As part of the Clooney Foundation for Justice’s TrialWatch initiative, the American Bar Association’s Center for Human Rights monitored Theary Seng’s trial for charges of incitement of social disorder and conspiracy. Ms. Seng should never have been put on trial. Given the lack of evidence against her and the broader context of a mass crackdown against government critics, Ms. Seng appears to have been prosecuted solely for exercising her right to free expression, including criticizing the ruling political party and supporting the main opposition party. Notably, the prosecution never put forth evidence that she had engaged in anything other than non-violent political speech. The proceedings against her were also marred by procedural irregularities and violations at all stages: her right to be informed of the charges against her, her right to counsel, her right to adequate facilities to prepare for a defense, her right to the presumption of innocence, and her right to an independent and impartial tribunal. In light of the above, Ms. Seng’s conviction is untenable, and her resulting detention is arbitrary under international law.
Ms. Seng is a Cambodian-American lawyer who emigrated to the United States from Cambodia as a child after her parents died at the hands of the Khmer Rouge. She subsequently returned to Cambodia to work on social and political issues. Specifically, Ms. Seng is a human rights lawyer who has advocated on behalf of victims of the Khmer Rouge and served as the founding director of CIVICUS: Center for Cambodian Civic Education. She is also an outspoken critic of Prime Minister Hun Sen’s government.
In August 2020, Ms. Seng was charged with conspiracy under Article 453 of the Cambodian Criminal Code and incitement of social disorder under Articles 494 and 495. She was tried alongside dozens of other co-accused persons, including opposition leader-in-exile Sam Rainsy. Her trial occurred in the context of other mass trials of former members of the banned opposition Cambodian National Rescue Party, supporters of Sam Rainsy, and critics of Prime Minister Hun Sen.
From the outset, the authorities repeatedly violated Ms. Seng’s fair trial rights. The charging documents in her case only mentioned her name as part of a list of accused persons and failed to identify any specific acts underlying the offenses she was alleged to have committed. This violated her right to notice of the charges against her, as guaranteed by the International Covenant on Civil and Political Rights (ICCPR), to which Cambodia is party. Ms. Seng’s right to counsel of her own choosing and her right to adequate facilities to prepare her defense were also violated when the court denied her legitimate requests to represent herself and correspondingly prevented her from obtaining the casefile against her, attempting to question her before she had accessed any materials regarding her alleged criminal acts.

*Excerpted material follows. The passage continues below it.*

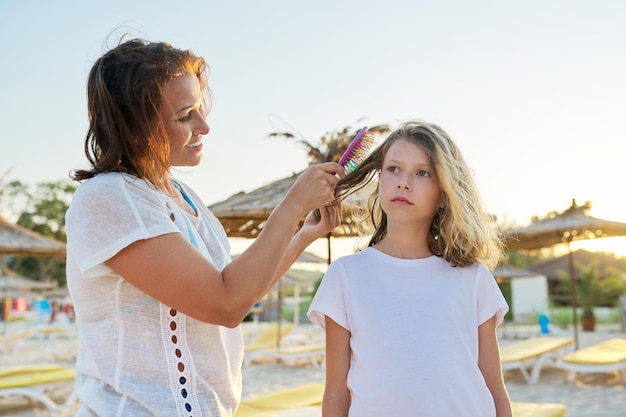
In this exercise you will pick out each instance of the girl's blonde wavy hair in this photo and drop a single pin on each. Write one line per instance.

Furthermore, Ms. Seng’s conviction despite the complete lack of evidence regarding the offenses alleged – in which the prosecution failed to prove key elements of the charges, such as an agreement under Article 453 or intent to incite under Article 495 – violated her right to be presumed innocent and indicated that the court hearing her case was neither independent nor impartial.
In addition, the proceedings were a stark violation of Ms. Seng’s right to freedom of expression. While Cambodia has the right to protect its national security, under the ICCPR it must refrain from levying charges against government critics on the pretext of security. In this case, the evidence against Ms. Seng was based on nine Facebook posts on her personal account (either her own posts or posts reshared from Sam Rainsy’s page) that expressed her support for Sam Rainsy and his planned return to Cambodia, and criticized the government. These posts were protected exercises of Ms. Seng’s right to freedom of expression under the ICCPR. Indeed, given the numerous mass trials against critics of Prime Minister Hun Sen and his regime, Ms. Seng’s prosecution and conviction are but one of many ongoing attempts by the Cambodian government to suppress dissent.
Underscoring these violations, Article 495 of the Cambodian Criminal Code – under which Ms. Seng was prosecuted for incitement to social disorder – has been found by the UN Working Group on Arbitrary Detention to violate the ICCPR for being vague and overly broad, and for failing to distinguish between violent speech and peaceful exercise of fundamental rights.
The Appellate Court must immediately overturn Ms. Seng’s conviction and order her release from detention. More broadly, the State must stop targeting individuals for exercising their right to free expression and must amend Article 495 of the Criminal Code, which has been repeatedly used as a tool for repressing dissent.